The exposure indices Couture and colleagues have compiled also include demographic information that can show which groups are at greater risk for exposure, such as minorities and low-income people. Exposure levels vary over time: The top chart in the set below shows that people living in New Haven, Connecticut neighborhoods with median incomes in the top 10% initially had higher exposure rates than those in the bottom 10%.  After a state of emergency was declared, exposure levels in high-income neighborhoods declined much faster than in low-income neighborhoods. This may be because lower income people are more likely to work on the front lines in essential business, and have less ability to reduce their exposure than those who can afford to shelter at home.

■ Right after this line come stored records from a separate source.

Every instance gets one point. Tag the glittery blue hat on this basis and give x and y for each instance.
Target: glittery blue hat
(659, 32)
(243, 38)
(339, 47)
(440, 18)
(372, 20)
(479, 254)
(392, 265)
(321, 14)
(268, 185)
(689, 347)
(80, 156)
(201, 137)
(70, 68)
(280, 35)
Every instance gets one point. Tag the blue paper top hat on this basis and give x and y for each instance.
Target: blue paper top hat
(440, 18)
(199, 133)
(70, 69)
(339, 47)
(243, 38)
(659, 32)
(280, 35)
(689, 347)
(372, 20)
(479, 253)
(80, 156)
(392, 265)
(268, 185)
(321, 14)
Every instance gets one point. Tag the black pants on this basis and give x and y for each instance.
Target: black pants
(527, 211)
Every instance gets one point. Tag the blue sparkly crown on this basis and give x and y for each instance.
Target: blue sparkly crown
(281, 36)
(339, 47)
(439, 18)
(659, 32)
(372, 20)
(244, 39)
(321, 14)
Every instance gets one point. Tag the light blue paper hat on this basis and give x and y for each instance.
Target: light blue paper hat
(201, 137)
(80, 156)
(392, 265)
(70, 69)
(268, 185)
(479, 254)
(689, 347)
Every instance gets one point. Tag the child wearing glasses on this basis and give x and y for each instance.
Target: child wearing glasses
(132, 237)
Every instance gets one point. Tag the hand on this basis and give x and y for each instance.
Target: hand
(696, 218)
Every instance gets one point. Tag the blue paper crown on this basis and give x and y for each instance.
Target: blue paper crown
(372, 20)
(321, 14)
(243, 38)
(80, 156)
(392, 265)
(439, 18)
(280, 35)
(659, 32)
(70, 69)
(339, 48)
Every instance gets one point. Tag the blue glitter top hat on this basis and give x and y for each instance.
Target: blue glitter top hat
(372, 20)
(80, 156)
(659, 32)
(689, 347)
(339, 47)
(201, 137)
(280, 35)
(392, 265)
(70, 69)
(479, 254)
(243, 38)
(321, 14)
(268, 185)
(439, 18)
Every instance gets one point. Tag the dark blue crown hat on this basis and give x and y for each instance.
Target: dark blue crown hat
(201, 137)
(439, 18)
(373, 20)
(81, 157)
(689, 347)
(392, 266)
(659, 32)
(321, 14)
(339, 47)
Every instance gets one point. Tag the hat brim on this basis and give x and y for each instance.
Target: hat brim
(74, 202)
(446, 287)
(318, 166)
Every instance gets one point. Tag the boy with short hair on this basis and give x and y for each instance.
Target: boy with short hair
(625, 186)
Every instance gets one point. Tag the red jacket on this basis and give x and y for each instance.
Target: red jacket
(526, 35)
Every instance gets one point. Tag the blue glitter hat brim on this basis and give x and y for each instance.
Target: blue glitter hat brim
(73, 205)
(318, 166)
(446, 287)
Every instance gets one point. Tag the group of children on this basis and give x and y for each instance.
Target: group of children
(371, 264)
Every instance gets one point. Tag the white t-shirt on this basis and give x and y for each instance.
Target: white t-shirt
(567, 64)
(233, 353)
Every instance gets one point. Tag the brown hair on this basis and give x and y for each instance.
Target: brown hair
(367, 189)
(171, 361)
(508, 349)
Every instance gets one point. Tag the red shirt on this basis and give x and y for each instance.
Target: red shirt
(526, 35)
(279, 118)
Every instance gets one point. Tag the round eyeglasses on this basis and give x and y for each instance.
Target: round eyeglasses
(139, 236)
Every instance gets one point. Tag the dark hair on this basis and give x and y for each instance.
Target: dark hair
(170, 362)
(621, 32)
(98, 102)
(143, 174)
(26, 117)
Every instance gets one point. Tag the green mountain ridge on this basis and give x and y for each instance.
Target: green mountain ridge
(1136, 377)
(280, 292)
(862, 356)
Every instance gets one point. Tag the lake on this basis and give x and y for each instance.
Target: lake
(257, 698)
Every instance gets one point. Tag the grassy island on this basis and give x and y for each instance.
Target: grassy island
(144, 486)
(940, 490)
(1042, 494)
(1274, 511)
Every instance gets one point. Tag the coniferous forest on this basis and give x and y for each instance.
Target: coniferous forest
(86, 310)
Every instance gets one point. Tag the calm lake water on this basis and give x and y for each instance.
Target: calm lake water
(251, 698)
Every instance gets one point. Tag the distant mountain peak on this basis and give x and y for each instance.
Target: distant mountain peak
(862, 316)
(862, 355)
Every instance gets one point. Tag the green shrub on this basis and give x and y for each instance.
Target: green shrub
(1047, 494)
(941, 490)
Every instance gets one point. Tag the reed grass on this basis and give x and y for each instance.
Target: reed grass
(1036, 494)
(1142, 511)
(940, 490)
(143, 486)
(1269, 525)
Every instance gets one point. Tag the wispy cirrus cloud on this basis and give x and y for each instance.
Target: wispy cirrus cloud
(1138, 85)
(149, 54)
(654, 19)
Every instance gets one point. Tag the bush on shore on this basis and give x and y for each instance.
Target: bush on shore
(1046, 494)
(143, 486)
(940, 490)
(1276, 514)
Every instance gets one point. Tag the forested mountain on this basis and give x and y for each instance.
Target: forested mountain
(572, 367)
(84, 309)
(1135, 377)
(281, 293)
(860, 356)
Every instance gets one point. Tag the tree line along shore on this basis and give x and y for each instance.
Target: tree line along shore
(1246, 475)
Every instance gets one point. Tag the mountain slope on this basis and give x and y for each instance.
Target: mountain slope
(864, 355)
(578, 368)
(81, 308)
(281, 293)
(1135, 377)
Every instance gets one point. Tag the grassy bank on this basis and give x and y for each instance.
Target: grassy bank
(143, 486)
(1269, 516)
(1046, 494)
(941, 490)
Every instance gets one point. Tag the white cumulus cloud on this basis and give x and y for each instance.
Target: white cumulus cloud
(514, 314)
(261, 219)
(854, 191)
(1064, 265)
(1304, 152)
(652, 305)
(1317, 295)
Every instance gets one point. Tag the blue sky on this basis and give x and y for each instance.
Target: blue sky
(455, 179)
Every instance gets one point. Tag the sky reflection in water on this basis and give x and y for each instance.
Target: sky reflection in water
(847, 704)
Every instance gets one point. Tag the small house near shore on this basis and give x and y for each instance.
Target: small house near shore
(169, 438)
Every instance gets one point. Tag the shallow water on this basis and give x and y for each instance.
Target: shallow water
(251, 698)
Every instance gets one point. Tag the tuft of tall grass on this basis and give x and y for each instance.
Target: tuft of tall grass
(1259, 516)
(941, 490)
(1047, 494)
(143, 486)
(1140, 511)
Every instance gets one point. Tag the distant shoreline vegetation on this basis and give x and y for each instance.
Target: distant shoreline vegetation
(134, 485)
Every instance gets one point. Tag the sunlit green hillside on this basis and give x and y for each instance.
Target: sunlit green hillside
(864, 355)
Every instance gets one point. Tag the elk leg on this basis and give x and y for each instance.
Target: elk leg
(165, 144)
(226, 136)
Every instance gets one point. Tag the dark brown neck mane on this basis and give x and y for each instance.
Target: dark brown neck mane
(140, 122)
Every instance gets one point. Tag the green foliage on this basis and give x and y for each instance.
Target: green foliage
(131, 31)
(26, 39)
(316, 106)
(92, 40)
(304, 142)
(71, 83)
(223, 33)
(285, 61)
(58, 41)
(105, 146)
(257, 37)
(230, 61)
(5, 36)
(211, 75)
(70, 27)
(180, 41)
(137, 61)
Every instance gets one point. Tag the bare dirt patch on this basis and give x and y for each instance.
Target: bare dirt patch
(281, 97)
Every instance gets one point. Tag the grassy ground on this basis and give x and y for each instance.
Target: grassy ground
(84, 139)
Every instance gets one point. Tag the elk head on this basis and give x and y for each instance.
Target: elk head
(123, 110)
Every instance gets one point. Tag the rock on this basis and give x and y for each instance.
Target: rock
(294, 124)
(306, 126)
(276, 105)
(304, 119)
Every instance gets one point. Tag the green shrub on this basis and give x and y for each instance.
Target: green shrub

The bottom panel shows the ratio of the device exposure index (DEX) for people living in neighborhoods with median income levels in the bottom 10% relative to those in the top 10%. A value higher than 1 signals that exposure is higher in low-income than in high-income neighborhoods

Tracking device expose by income

These patterns could prove helpful in showing which locations and demographics have the potential for greater exposure under different types of orders when policies have been gradually lifted.

As another example, the graphic below shows that metropolitan areas with more jobs that can be done from home had larger reductions in potential exposure to the coronavirus. Again, this correlation suggests that who works from home depends on who can afford to do so while remaining gainfully employed.



Eventually, the explosion of location data has the potential to tease out even deeper stories explaining not just the hidden patterns behind our unique location in the world, but also the unexpected things that larger groups and types of places share in common. “One of the things we want to encourage is careful work to identify the causations behind these correlations,” says Couture.

The Covid-19 Exposure Indices were created by Jonathan Dingel of the University of Chicago’s Booth School of Business, Kevin Williams of the Yale School of Management, Jessie Handbury of the Unviersity of Pennsyania’s Wharton School of Business, Allison Green of Princeton University, and Victor Couture at Berkeley Haas.